Wollte fragen, ob noch einer eine Idee hat oder schon mal das gleiche Problem hatte.

Danke schon mal für eure Antworten.

MfG hawk89ger

PS: ich hab auch schon unter google und hier im Forum gesucht aber nix gefunden.


----------



## hawk89ger (31. Januar 2009)

*AW: "Schreibgeschützter Ordner"-Attribut entfernen geht nicht*

ach ja und ich hab Versucht UAC wieder zu aktivieren und So irgendwie dazu zu kommen.
Vergebens...


----------



## jetztaber (31. Januar 2009)

*AW: "Schreibgeschützter Ordner"-Attribut entfernen geht nicht*

Deine Benutzerrechte sollten wohl standardmäßig so aussehen:




			Dieser Inhalt steht nur eingeloggten Mitgliedern zur Verfügung.
        



Möglicherweise hast Du bei abgeschalteter UAC, dann natürlich mit entsprechenden Rechten ausgestattet, systemweit etwas angerichtet, was Dir die später wieder eingeschaltete Benutzerkontensteuerung übel nimmt und damit den Zugriff verhindert. Möglicherweise wurden vielleicht Programme mit abgeschalteter UAC installiert, auf die Du als Benutzer keinen Zugriff mehr hast, wenn sie wieder an ist.

Mit Administratorrechten solltest Du natürlich wieder vollen Zugriff haben. Ansonsten kannst Du meiner Meinung nach nur noch den Benutzer auf Vollzugriff stellen. Aber das würde die UAC ad absurdum führen.

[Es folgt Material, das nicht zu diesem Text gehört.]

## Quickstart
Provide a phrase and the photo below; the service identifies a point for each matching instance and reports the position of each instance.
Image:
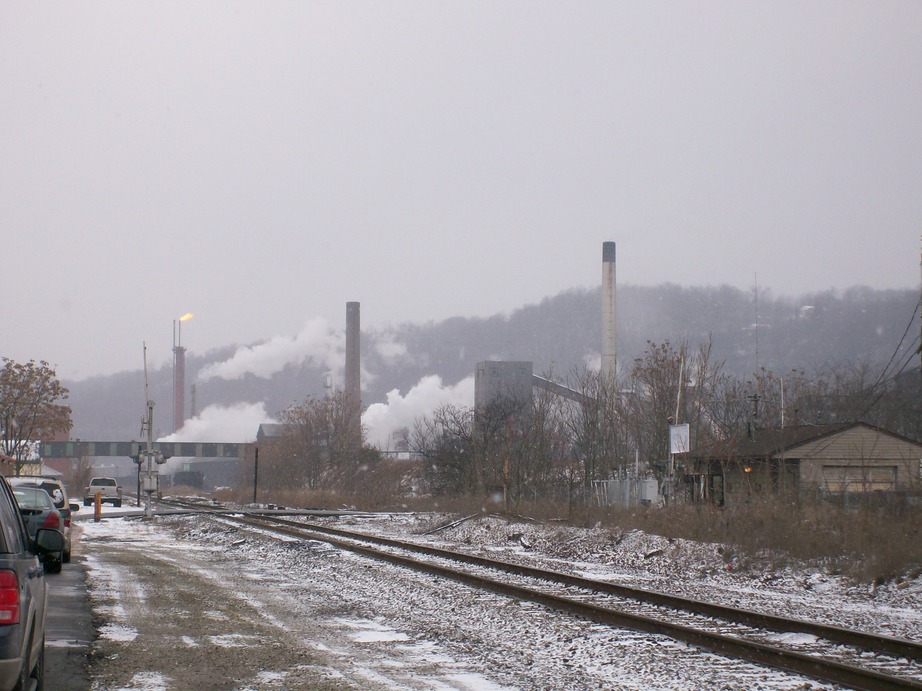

Hier gibt es mehr zu lesen, allerdings stimme ich dem Gesagten nicht unbedingt in jedem Punkt zu.


----------



## hawk89ger (1. Februar 2009)

*AW: "Schreibgeschützter Ordner"-Attribut entfernen geht nicht*

Danke für die Antwort  schon ma, aber
ich hatte die UAC nur wieder eingeschalten, um mir Rechte zu geben.
Daran, dass die Ordner vorher schon vorher verschlüsselt waren, hat es auch nichts geändert....
Auch nicht, wenn ich Vollzugriff hab.
Ich hab die mir ja gestern gegeben.


----------



## hawk89ger (2. Februar 2009)

*AW: "Schreibgeschützter Ordner"-Attribut entfernen geht nicht*

weiß denn keiner mehr einen Rat?
Ich weiß echt nicht mehr weite...


----------



## SpaM_BoT (2. Februar 2009)

*AW: "Schreibgeschützter Ordner"-Attribut entfernen geht nicht*

Schau mal nach ob ein Systemwiederherstellungspunkt vorhanden ist der vor dem Eintreten dieses Problemes liegt.
Wenn ja, dann setze dein System zu diesem Punkt zurück.


----------



## Atosch (3. Februar 2009)

*AW: "Schreibgeschützter Ordner"-Attribut entfernen geht nicht*

Ähnliches Problem nur bei mir ganze Festplatte:

http://extreme.pcgameshardware.de/w...-festplatte-ploetzlich-schreibgeschuetzt.html


----------



## hawk89ger (3. Februar 2009)

*AW: "Schreibgeschützter Ordner"-Attribut entfernen geht nicht*

Ich hab auch das System schon zurückgesetzt. Hat aber nix gebracht.
Ist trotzdem noch schreibgeschützt.
Jetzt kommt aber noch das Problem hinzu, dass wenn ich einen Stick anschließe und den dann wieder an einen anderen Rechner anschließe, dass der zweite Rechner das gleiche Phnomen zeigt.
Der zweite hat aber XP Prof. drauf...
Sonst noch wer nen Vorschlag?


----------



## Cheater (3. Februar 2009)

*AW: "Schreibgeschützter Ordner"-Attribut entfernen geht nicht*

hast du mal nach viren und sonstigem zeug gesucht? wenn sich das ausbreitet, klingt das verdächtig danach...


----------



## hawk89ger (4. Februar 2009)

*AW: "Schreibgeschützter Ordner"-Attribut entfernen geht nicht*

jop hab ich .
Habs mit Avira probiert, mit threatFire, mit Ad-Aware, mit S&D--> nix
ich hab das heut auch bei meiner Freundin bemerkt, wobei ich da nie mit dem Stick dran war oder so.
Ich hab langsam das Gefühl, dass das wirklich mit nem Update von MS zusammenhängt.
Scheinbar haben die irgendeinen Mist zusammengeschustert....
kann das hier noch jemand im Forum melden das Phänomen?

bitte melden.
Wenn ein Admin noch etwas dazu weiß, bitte melden.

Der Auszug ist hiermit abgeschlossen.